Friday, 31 May 2013

Crumble by Fleur Philips

Sponsored post: I received a digital copy of this book for free on a read-to-review basis. Thanks to Lightning Source, SparkPoint Studio, home of BookSparks PR, and Netgalley.

Blurb (from Goodreads):
Eighteen-year-old Sarah McKnight has a secret. She's in love with David Brooks. Sarah is white. David is black. But Sarah's not the only one keeping secrets in the close-knit community of Kalispell, Montana. Her father George, who owns a local gun shop and proudly drives a truck with a Confederate flag bumper sticker, hides his own complicated past. When he discovers Sarah's relationship, George decides to share his feelings with Alex Mackey-a lonely classmate of Sarah's whom George has taken under his wing. As Alex embraces the power of Sarah's father's dark hatred, the hopes and dreams of young lives hang in the balance. In just a few short months, Sarah and David will graduate from high school and leave Kalispell for a new life together in Los Angeles. Maybe in California, they can stop hiding their love-and the other secret they share...something George McKnight-and Alex Mackey-will never accept.

Crumble by Fleur Philips

My rating: 3 of 5 stars

Crumble(Source: I received a digital copy of this book for free on a read-to-review basis. Thanks to Lightning Source, SparkPoint Studio, home of BookSparks PR, and Netgalley.)
18-year-old Sarah is in love with David, but because he is black and she is white they have to keep their relationship secret. Bi-racial couples are thought of as wrong in the town where they live, and they can’t wait to go to university in California where they will finally be able to be together.

When Sarah finds that she is pregnant though, they fear what people would say if they found out, and consider their options about what to do about the unplanned pregnancy.
Will Sarah get an abortion? Will they tell their parents? And what would everyone say if they found out?

This was good teen story about racism and love, and the problems of teenage pregnancy.

Sarah and David were obviously in love, but had to hide their feelings for one another from everyone other than David’s parents, because of racism.
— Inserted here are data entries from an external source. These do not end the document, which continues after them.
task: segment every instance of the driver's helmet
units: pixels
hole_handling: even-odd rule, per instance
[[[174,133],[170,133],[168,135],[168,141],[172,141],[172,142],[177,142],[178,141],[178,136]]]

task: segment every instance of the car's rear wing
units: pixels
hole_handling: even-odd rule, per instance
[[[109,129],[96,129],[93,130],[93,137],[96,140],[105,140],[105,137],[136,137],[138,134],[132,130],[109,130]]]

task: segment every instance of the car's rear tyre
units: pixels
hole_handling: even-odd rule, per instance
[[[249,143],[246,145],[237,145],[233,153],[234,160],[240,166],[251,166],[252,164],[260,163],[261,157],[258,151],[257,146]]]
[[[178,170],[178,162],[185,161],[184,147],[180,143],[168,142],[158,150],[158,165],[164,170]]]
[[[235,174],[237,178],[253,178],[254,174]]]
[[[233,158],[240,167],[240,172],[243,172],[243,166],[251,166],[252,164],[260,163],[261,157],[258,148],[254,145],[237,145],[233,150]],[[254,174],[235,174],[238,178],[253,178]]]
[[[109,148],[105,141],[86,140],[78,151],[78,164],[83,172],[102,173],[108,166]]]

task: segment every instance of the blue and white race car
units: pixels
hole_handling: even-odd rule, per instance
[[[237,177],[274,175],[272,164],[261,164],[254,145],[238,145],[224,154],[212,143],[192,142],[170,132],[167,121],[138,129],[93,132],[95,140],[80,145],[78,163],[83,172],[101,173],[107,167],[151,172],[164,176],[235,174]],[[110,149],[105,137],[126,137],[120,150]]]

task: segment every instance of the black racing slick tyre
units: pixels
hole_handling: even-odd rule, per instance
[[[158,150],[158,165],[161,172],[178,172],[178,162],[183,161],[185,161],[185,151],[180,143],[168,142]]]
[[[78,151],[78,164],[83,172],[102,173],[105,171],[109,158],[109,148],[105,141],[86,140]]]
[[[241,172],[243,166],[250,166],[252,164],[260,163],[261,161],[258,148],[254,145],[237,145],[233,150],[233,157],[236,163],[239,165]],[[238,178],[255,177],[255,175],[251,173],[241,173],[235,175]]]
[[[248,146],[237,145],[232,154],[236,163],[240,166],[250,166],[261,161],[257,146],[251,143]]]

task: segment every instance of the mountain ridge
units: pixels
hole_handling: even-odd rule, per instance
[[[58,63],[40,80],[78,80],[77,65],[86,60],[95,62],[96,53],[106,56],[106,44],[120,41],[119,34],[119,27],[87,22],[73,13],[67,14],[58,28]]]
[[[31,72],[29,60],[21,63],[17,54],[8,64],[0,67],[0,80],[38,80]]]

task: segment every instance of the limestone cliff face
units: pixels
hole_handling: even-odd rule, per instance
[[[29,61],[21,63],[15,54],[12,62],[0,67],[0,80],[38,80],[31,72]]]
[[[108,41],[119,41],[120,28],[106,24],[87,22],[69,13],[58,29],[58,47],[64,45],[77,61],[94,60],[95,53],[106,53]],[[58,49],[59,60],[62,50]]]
This was quite shocking to me, I didn’t realise that places and people like that still existed, and people’s treatment of the black kids was absolutely terrible!
Sarah and David found themselves in a very sticky situation when she found out that she was pregnant, which was bad enough without adding in the added complication of people’s views on bi-racial couples. I was once again shocked by the actions of people at the abortion clinic though, that they can be pro-life but also racist is bizarre!

I did find the storyline in this book quite predictable at the start, but the ending wasn’t really what I expected. I did enjoy this book overall, but I was really shocked at peoples’ attitudes towards both black people and bi-racial relationships.
Overall; a YA romance covering some difficult topics.
6.75 out of 10.


  1. Sarah and David's love story sound good, and glad he stuck by her

  2. Wow, what a deep concept. Sounds sad but like a good story.